Pour ma part, j'ai été très frustré des conclusions de la commission d'enquête, notamment en raison d'un réel questionnement sur CNews, chaîne d'opinion, d'information ou de débat. Nous avons subi une offensive du groupe Les Républicains, adossée à des articles récurrents dans Le Figaro pendant les travaux. La pression publique était forte – alors que je m'interdisais de parler publiquement – afin d'éviter toute référence à ce qui nous paraissait évident après les auditions, à savoir le changement de nature progressif entre I-Télé et CNews. Nous étions en pleine campagne présidentielle et il apparaissait clairement que cette chaîne avait propulsé et presque fabriqué un candidat. Pascal Praud a lui-même déclaré : « Éric Zemmour avait mis au cœur de la société française, de sa campagne électorale, ces sujets-là. On les a développés sur cette antenne. […] On avait envie parfois de défendre cette identité française, ses mœurs, ses coutumes, ses habitudes. »

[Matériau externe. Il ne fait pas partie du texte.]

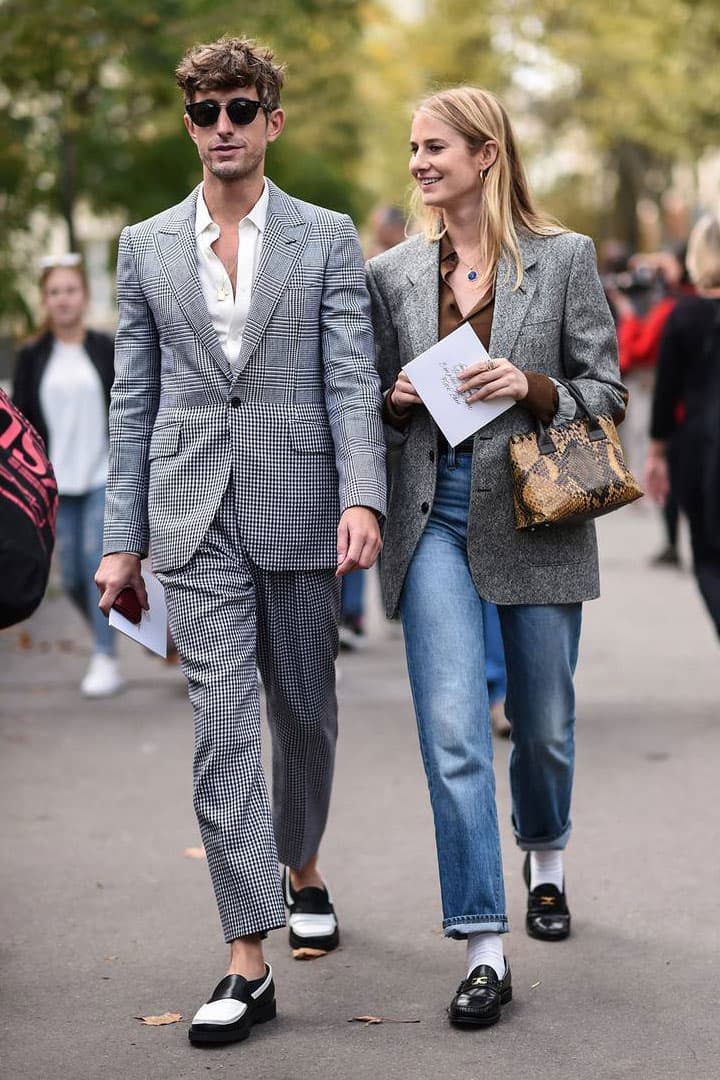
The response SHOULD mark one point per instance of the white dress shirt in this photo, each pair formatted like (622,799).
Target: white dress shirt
(229,313)
(72,403)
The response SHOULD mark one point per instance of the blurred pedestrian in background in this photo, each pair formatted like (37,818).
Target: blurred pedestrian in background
(642,297)
(684,449)
(530,291)
(63,380)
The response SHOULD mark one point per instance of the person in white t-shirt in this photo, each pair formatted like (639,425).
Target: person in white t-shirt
(63,380)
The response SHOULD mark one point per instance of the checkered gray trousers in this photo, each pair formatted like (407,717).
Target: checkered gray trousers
(228,615)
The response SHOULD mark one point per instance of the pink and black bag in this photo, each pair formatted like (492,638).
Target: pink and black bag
(28,507)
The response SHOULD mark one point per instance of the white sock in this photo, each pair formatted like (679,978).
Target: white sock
(486,948)
(546,868)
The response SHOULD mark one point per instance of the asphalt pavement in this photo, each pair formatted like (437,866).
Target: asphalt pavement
(105,917)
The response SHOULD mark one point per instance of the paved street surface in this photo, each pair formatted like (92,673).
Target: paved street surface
(105,919)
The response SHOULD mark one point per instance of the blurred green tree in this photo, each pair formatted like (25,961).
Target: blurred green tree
(92,112)
(641,83)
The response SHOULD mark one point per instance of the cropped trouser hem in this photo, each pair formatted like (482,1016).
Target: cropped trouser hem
(248,929)
(463,925)
(545,842)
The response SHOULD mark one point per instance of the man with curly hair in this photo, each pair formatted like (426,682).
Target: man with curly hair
(247,455)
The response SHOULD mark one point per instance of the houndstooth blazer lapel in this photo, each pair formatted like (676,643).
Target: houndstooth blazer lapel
(177,252)
(283,241)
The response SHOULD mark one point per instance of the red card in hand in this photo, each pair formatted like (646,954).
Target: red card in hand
(128,605)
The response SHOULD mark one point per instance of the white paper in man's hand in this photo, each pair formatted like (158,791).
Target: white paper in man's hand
(151,631)
(434,375)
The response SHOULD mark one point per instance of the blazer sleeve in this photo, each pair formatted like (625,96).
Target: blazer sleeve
(386,358)
(352,390)
(589,340)
(133,408)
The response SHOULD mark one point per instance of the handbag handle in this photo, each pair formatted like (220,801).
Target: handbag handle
(545,444)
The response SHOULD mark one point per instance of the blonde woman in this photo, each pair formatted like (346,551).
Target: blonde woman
(530,291)
(63,380)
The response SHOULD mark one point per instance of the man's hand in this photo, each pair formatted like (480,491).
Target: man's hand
(116,572)
(358,540)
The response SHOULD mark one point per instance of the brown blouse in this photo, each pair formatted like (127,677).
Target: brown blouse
(542,397)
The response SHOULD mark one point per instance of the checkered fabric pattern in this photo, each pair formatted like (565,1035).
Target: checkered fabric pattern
(297,420)
(225,613)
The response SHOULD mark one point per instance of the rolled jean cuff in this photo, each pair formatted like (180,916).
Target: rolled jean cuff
(544,844)
(463,925)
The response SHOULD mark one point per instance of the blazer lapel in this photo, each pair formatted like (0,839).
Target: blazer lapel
(512,305)
(421,301)
(284,238)
(178,255)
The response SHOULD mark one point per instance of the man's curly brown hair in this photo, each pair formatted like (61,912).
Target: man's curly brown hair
(228,63)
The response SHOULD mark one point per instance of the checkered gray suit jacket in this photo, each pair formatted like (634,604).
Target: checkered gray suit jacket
(297,422)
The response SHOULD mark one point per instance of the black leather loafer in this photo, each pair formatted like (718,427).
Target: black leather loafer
(233,1009)
(548,916)
(312,920)
(480,997)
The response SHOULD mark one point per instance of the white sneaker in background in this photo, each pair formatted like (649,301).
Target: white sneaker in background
(103,677)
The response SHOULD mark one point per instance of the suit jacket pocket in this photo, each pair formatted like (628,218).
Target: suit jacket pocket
(309,437)
(164,441)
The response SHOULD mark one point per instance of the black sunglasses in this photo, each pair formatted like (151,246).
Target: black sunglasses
(241,111)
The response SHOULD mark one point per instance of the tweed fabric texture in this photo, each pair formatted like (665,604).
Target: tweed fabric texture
(581,478)
(228,615)
(557,323)
(297,419)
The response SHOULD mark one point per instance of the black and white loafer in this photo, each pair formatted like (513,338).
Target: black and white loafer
(480,997)
(313,922)
(232,1010)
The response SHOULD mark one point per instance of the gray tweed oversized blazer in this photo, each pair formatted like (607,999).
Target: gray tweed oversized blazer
(558,323)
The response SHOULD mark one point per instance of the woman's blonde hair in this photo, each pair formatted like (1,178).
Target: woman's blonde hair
(507,204)
(703,258)
(48,267)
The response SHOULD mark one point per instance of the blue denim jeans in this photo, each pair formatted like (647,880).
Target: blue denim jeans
(79,538)
(444,626)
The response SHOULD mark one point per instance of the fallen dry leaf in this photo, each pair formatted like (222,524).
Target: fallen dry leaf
(379,1020)
(161,1021)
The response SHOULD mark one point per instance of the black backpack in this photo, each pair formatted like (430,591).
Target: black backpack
(28,505)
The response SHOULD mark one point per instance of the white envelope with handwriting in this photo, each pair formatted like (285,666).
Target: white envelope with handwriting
(434,375)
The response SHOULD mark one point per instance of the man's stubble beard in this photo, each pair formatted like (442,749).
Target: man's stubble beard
(230,171)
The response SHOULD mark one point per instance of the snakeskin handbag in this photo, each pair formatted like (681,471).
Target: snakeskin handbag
(570,473)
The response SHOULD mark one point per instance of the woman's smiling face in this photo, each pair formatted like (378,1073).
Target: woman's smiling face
(443,165)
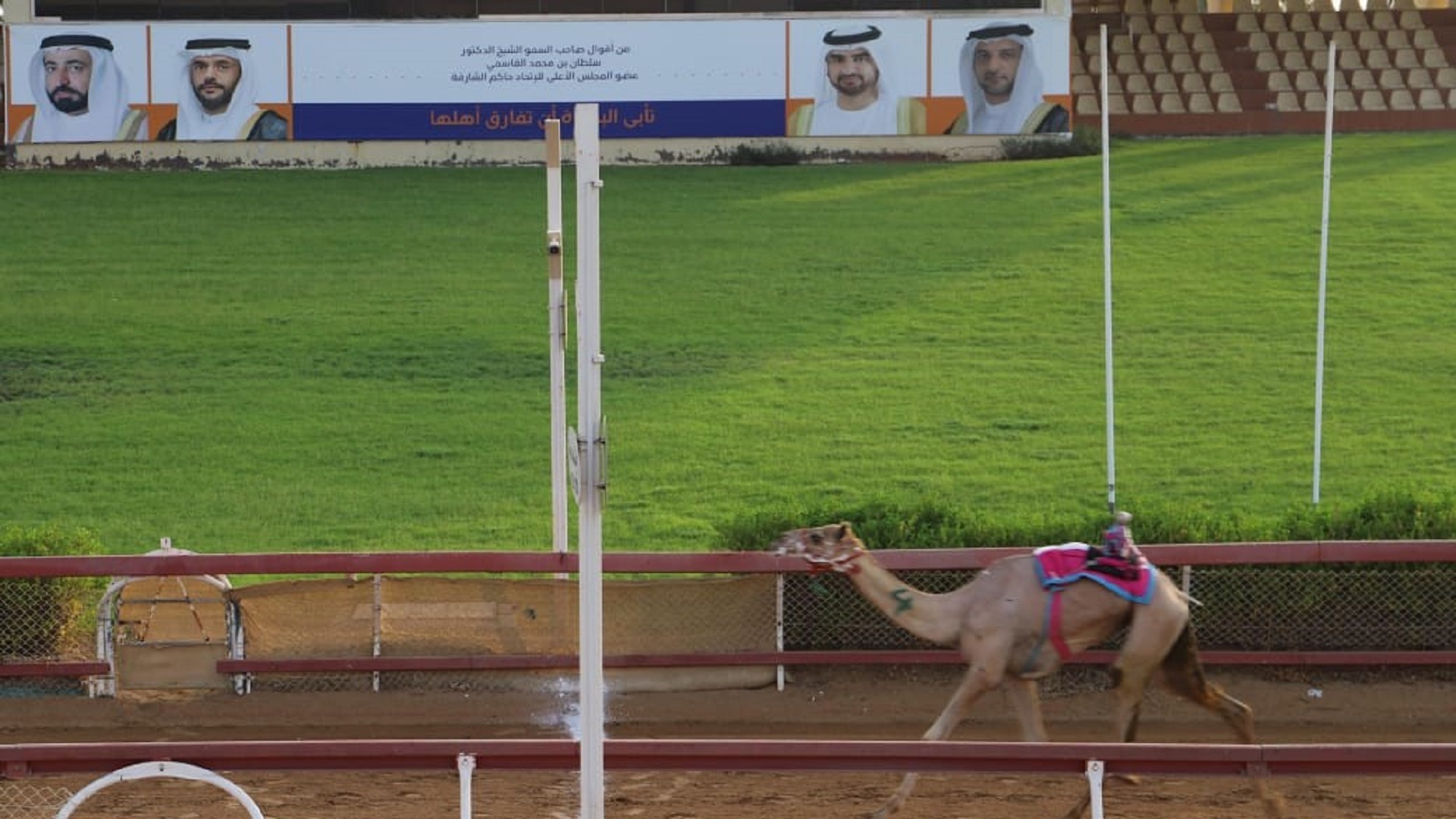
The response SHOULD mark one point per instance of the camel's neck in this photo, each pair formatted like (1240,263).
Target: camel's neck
(930,617)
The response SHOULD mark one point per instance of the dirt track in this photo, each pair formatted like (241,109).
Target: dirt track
(868,704)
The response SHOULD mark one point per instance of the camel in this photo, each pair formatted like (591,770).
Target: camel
(999,621)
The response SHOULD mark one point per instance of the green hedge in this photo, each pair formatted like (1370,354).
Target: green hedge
(44,617)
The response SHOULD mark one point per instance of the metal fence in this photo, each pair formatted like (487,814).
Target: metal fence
(1242,607)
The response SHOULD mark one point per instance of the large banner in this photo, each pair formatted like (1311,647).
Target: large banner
(902,74)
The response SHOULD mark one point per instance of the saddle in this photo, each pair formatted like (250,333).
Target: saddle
(1111,566)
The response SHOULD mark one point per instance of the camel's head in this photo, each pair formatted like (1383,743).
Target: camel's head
(830,547)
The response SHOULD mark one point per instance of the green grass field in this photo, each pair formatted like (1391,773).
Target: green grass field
(359,360)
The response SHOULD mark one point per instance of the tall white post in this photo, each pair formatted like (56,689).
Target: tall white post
(593,458)
(1107,279)
(557,303)
(1324,261)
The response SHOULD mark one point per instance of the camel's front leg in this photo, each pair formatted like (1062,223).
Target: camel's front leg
(977,681)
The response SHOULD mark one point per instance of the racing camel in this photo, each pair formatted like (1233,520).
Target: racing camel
(1001,623)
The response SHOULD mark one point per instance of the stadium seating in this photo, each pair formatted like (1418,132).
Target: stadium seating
(1169,58)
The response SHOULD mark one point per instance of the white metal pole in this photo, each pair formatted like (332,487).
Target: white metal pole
(590,428)
(557,300)
(1095,771)
(465,765)
(1324,270)
(1107,278)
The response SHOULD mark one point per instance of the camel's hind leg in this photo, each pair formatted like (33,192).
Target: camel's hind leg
(1183,673)
(977,681)
(1128,684)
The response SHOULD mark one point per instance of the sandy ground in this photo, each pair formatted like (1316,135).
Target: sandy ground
(817,704)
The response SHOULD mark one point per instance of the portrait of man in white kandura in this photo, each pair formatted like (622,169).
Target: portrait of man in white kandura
(220,102)
(856,93)
(80,93)
(1002,85)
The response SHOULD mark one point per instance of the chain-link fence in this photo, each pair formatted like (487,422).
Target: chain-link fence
(1239,608)
(31,799)
(47,620)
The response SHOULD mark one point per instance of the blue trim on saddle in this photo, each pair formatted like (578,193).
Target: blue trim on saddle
(1055,583)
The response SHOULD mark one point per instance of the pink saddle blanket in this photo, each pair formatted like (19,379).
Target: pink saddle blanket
(1066,564)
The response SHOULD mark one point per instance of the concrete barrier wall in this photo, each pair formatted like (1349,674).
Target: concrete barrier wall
(344,155)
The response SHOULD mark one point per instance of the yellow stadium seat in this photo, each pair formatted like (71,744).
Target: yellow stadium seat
(1194,83)
(1372,101)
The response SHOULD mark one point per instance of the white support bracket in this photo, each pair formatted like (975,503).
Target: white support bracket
(1095,773)
(465,764)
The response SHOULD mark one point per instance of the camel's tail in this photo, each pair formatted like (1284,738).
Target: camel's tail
(1183,672)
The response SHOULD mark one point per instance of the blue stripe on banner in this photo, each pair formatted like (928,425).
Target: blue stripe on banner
(528,121)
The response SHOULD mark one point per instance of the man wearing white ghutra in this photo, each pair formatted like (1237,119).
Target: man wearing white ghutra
(221,105)
(854,96)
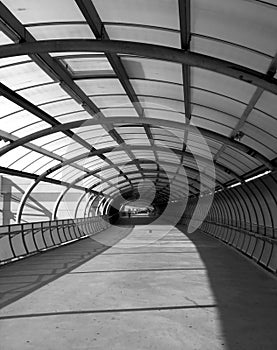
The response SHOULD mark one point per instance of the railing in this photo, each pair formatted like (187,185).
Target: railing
(261,247)
(22,240)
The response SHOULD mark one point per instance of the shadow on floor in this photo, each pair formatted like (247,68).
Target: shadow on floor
(21,278)
(245,294)
(135,220)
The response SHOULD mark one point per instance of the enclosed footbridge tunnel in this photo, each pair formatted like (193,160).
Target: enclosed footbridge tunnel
(137,150)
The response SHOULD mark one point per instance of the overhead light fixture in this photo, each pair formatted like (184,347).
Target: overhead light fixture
(238,136)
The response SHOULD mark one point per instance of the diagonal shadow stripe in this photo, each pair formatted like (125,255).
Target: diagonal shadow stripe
(84,312)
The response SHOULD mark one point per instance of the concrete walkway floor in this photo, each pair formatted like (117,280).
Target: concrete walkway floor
(136,288)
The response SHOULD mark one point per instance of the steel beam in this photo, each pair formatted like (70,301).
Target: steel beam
(97,27)
(145,50)
(140,121)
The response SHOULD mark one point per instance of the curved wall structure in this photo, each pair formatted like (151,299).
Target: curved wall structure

Le groupe Les Républicains est majoritaire au Sénat. Je me suis retrouvé devant un dilemme : proposer ce qui semblait évident après nos travaux, c'est-à-dire que CNews était devenue une chaîne d'opinion, mais le groupe aurait voté contre le rapport, qui aurait été jeté à la poubelle, rendant tout le travail inutile, ou privilégier sa publication. J'ai choisi cette seconde option, ce qui a nécessité un compromis.